The Mast-Head: Box and Basket Bounty
Two things have greatly improved the way we eat at the Rattray house this spring. First, warmer weather brought the garden to life and helped encourage me to get out on the water to fish and clam. The other is that after talking for years about signing up for weekly produce with one of the community-supported agriculture ventures that have popped up here, we joined Amber Waves.
Four weeks in, and we are already feeling healthier. Tuesday’s food box, for example, contained kale, chard, radishes, lettuce, and baby turnips so sweet you could eat them raw. Parsley, which grows strongly in the cool mists of late spring, has also been supplied, which dovetails nicely with the half-bushel of clams I dug from a favorite spot after last Thursday’s editorial meeting.
I had planned to go digging with a friend that afternoon, but his work interfered, so I went alone, running the boat out to the flat just as the tide went slack. In a moderate east wind and under an overcast sky, a lone bayman was scratching far offshore. I gave him plenty of room, anchoring the boat about a quarter of a mile down the beach before jumping off on the leeward side with my rake and basket.
It was relatively easy going; a soft sandy bottom with few rocks gave up half a bushel of chowders with a couple of Little Necks and an oyster for good measure in less than an hour. The bayman was still hard at it when I climbed back aboard and headed to the dock.

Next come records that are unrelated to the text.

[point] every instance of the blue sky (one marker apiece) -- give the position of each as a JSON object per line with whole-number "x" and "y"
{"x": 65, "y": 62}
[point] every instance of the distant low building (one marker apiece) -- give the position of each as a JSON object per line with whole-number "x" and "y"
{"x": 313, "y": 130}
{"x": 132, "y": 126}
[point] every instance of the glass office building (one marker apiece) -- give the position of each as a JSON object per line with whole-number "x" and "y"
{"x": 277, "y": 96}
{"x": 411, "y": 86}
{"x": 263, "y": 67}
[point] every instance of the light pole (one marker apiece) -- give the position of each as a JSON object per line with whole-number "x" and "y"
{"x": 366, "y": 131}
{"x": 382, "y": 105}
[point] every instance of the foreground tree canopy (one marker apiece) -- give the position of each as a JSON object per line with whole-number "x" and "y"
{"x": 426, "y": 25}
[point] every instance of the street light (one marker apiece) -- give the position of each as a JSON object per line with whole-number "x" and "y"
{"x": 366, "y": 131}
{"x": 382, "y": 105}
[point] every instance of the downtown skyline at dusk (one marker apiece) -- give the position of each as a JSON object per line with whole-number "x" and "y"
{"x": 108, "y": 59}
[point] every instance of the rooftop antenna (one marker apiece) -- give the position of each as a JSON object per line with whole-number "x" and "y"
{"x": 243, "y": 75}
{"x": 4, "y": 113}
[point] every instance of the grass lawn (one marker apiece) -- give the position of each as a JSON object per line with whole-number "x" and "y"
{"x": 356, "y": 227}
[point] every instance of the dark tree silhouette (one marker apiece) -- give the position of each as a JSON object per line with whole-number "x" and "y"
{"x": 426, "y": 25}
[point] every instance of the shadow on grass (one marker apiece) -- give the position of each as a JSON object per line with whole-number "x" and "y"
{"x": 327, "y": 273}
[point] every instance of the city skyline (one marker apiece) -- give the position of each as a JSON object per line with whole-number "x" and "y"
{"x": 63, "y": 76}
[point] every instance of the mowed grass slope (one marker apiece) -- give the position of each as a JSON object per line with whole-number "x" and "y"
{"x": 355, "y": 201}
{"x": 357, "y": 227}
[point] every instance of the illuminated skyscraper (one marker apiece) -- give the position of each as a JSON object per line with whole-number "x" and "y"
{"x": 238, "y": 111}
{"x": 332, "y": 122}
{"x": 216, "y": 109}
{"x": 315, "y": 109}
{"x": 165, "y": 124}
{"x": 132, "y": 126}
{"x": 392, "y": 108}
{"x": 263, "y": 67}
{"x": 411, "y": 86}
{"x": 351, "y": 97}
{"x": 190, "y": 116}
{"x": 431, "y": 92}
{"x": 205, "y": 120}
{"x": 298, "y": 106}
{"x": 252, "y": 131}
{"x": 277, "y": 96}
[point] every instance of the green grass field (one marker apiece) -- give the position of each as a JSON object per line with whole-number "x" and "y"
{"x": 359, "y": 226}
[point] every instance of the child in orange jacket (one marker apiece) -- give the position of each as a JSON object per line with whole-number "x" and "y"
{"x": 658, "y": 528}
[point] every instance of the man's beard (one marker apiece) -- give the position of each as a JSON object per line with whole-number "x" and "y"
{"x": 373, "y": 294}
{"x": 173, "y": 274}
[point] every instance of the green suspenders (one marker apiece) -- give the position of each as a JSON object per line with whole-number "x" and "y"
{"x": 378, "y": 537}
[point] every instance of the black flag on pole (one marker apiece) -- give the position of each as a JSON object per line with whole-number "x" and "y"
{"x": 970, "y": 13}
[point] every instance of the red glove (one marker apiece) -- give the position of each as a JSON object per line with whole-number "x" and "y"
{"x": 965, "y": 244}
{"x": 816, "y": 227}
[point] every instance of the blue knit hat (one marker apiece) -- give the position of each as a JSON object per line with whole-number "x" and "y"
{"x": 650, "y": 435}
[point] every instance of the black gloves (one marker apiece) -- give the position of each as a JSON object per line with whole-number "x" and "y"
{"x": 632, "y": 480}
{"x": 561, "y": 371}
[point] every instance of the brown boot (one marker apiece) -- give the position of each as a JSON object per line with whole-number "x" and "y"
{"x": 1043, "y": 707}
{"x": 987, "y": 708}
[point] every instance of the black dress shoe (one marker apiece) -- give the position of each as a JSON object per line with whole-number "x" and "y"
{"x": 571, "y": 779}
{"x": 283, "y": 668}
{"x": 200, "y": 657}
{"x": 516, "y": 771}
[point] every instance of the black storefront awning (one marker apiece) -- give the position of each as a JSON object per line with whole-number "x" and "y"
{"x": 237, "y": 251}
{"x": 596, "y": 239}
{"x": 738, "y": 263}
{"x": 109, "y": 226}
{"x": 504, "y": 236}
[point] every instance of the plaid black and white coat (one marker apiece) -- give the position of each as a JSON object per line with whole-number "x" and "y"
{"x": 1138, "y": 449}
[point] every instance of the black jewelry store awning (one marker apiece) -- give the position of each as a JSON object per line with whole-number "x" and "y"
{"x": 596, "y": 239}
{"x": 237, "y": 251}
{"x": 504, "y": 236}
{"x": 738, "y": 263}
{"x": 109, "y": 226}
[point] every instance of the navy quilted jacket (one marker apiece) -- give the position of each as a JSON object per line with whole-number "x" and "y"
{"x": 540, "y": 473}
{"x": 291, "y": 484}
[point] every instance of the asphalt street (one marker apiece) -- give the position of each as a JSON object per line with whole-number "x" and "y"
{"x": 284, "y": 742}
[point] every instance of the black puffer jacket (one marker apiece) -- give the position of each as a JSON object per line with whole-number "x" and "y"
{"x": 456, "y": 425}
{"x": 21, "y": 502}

I wondered what he had been thinking about out there for the duration of the tide — probably about the same as I had, which is to say, not much.
The kids like clams well enough as long as they are prepared no other way than stuffed and baked or in chowder, so Lisa and I pretty much had the linguini alle vongole with a fat handful of chopped parsley from the box to ourselves the first night.
By the second night, I succumbed, mixing chopped clams with panko crumbs, sauteed garlic and onion, and olive oil, then spooning the mixture into opened shells and running them under the broiler to brown. The dozen or so I prepared were not enough, however, so there were complaints when the last one was spoken for.